1. Tag: Flugreise nach Bologna
Individueller Flug nach Bologna. Ein Mitarbeiter unserer Agentur sorgt für den Transfer ins Hotel, wo wir dann abends auch gemeinsam essen. Zum perfekten Urlaubsauftakt serviert Ihnen Ihr Studiosus-Reiseleiter einen bunten Einführungsvortrag zur Geschichte der Region. Vier Übernachtungen in Bologna.
2. Tag: Spezialitäten in Bologna
Vormittags stürzen wir uns gleich mitten ins Leben der turbulenten Studentenstadt mit der ältesten Universität Europas.

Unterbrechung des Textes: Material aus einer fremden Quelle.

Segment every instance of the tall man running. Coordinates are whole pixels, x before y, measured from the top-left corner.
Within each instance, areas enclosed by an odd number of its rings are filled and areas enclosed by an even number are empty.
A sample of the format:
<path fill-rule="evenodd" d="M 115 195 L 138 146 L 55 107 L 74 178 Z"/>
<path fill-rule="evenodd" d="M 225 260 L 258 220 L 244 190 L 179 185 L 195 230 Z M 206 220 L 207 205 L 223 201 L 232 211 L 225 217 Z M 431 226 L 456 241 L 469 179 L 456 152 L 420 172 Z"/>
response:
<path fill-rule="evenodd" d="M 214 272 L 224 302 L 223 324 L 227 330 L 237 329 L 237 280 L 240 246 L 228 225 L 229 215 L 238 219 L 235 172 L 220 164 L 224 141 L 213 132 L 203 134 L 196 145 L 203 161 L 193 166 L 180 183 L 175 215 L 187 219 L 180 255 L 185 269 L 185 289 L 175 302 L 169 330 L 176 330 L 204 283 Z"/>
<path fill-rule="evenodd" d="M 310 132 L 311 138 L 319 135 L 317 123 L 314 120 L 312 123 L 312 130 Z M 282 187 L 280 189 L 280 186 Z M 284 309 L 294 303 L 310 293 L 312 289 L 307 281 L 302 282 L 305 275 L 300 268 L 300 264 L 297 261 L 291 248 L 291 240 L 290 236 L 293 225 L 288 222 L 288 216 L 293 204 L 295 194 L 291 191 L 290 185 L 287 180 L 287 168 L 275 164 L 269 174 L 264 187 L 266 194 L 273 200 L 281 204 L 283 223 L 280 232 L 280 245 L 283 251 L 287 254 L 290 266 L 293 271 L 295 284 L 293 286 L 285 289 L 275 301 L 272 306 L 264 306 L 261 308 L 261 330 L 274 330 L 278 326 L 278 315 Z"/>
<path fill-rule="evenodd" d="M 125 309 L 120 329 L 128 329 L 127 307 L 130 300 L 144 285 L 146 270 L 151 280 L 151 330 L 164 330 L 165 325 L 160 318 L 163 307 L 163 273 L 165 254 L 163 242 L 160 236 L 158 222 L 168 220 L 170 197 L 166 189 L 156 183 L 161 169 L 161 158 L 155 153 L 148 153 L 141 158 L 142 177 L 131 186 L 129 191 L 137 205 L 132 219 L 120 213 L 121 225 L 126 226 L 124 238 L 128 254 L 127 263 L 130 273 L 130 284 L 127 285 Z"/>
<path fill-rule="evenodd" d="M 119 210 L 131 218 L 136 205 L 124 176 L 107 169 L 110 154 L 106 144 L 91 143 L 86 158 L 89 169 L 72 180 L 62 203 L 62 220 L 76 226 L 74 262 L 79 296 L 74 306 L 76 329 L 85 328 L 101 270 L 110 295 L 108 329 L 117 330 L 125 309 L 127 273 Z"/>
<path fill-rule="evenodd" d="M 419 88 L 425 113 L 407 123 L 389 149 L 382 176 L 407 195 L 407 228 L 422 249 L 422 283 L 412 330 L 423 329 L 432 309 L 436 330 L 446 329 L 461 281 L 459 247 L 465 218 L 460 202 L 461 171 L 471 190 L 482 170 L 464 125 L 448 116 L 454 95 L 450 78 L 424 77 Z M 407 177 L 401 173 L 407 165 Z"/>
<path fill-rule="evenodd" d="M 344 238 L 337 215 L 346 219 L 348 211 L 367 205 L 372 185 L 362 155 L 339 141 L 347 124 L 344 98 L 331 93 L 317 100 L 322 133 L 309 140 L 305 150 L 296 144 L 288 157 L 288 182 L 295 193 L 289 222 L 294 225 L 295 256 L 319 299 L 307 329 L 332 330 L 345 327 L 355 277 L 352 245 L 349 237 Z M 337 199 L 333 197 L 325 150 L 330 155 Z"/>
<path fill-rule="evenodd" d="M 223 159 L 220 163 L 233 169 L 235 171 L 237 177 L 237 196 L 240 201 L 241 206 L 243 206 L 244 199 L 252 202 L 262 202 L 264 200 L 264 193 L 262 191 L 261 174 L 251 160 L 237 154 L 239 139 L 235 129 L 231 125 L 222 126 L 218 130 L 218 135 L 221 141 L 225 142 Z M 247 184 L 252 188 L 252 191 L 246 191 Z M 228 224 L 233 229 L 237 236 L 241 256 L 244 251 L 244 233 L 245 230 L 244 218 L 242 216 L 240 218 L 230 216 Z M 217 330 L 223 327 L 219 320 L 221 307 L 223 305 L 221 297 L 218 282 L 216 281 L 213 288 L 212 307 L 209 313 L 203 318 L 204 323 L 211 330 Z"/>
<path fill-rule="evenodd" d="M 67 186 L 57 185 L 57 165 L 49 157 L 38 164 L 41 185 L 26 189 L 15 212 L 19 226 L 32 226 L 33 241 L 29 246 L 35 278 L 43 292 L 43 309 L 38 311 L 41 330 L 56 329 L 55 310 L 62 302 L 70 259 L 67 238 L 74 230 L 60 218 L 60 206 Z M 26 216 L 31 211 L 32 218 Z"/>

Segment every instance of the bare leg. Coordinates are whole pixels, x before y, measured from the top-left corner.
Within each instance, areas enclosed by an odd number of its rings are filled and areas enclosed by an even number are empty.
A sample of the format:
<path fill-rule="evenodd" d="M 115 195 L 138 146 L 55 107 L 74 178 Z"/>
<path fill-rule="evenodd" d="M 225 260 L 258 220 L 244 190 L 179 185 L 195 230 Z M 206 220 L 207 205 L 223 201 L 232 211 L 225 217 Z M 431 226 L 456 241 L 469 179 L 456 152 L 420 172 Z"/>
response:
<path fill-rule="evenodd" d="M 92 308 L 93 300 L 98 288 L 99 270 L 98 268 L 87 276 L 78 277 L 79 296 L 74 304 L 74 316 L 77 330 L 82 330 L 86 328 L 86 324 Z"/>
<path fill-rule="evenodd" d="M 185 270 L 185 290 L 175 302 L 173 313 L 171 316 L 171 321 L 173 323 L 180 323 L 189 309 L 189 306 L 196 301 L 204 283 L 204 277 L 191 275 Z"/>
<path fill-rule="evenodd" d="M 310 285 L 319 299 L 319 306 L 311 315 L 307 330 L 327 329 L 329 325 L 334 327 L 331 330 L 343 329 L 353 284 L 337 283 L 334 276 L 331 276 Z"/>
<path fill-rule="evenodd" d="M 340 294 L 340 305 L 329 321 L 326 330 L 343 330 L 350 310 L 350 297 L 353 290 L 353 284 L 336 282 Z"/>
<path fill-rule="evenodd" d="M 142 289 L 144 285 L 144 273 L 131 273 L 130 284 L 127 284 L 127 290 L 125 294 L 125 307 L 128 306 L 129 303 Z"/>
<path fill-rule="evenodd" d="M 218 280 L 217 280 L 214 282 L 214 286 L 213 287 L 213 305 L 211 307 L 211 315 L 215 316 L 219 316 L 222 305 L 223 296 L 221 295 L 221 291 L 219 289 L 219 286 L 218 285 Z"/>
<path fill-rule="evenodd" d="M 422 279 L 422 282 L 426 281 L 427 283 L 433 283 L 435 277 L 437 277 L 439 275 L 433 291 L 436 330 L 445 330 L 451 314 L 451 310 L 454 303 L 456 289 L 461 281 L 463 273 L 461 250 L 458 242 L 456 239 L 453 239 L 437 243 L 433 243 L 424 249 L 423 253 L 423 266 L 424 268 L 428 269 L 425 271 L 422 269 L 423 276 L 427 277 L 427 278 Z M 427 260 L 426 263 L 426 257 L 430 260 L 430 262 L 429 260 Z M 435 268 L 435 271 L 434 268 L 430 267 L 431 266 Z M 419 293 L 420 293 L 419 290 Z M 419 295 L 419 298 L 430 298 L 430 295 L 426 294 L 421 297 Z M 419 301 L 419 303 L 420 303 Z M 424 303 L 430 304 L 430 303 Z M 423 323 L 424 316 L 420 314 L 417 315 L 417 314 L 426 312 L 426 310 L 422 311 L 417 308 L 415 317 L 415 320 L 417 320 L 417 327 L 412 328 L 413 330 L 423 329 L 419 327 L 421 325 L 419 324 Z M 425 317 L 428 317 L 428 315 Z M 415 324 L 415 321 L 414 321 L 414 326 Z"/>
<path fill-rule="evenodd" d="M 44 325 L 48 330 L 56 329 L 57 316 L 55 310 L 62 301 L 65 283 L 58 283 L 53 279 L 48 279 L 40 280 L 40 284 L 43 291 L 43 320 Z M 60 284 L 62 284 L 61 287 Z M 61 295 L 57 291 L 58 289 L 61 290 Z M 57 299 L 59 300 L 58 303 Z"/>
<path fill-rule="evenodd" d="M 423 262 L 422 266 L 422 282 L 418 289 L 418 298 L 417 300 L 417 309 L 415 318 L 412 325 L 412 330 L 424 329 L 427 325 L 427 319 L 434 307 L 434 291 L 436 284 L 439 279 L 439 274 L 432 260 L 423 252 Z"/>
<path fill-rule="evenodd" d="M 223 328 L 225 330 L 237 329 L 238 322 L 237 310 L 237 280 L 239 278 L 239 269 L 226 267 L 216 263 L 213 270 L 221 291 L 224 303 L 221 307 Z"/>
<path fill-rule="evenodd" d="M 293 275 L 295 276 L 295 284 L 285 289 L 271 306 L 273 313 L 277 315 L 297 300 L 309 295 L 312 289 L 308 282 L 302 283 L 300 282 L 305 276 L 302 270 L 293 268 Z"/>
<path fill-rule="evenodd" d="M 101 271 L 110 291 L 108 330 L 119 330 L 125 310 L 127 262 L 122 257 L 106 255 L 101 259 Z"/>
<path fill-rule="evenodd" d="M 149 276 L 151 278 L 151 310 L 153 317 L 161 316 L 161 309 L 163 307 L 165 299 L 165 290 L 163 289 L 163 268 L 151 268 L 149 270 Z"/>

Wir sehen die riesige gotische Basilika S. Petronio, die Piazza Maggiore, Zentrum mittelalterlicher Gebäude, den Markt, wo uns Händler ihre lokalen Leckerbissen anbieten, die Grabeskirche des heiligen Dominikus, Gründer des nach ihm benannten Ordens. Studenten sprechen viele Sprachen - fragen Sie sie doch am freien Nachmittag einfach nach der besten Bar für einen erfrischenden Sprizz, das Kultgetränk Norditaliens. Aber nicht verlaufen in den schier endlosen Arkaden! Abends müssen wir nämlich unbedingt im Ristorante Il Portico die Spezialitäten der Stadt probieren: Tortellini in Brodo und Cotoletta bolognese.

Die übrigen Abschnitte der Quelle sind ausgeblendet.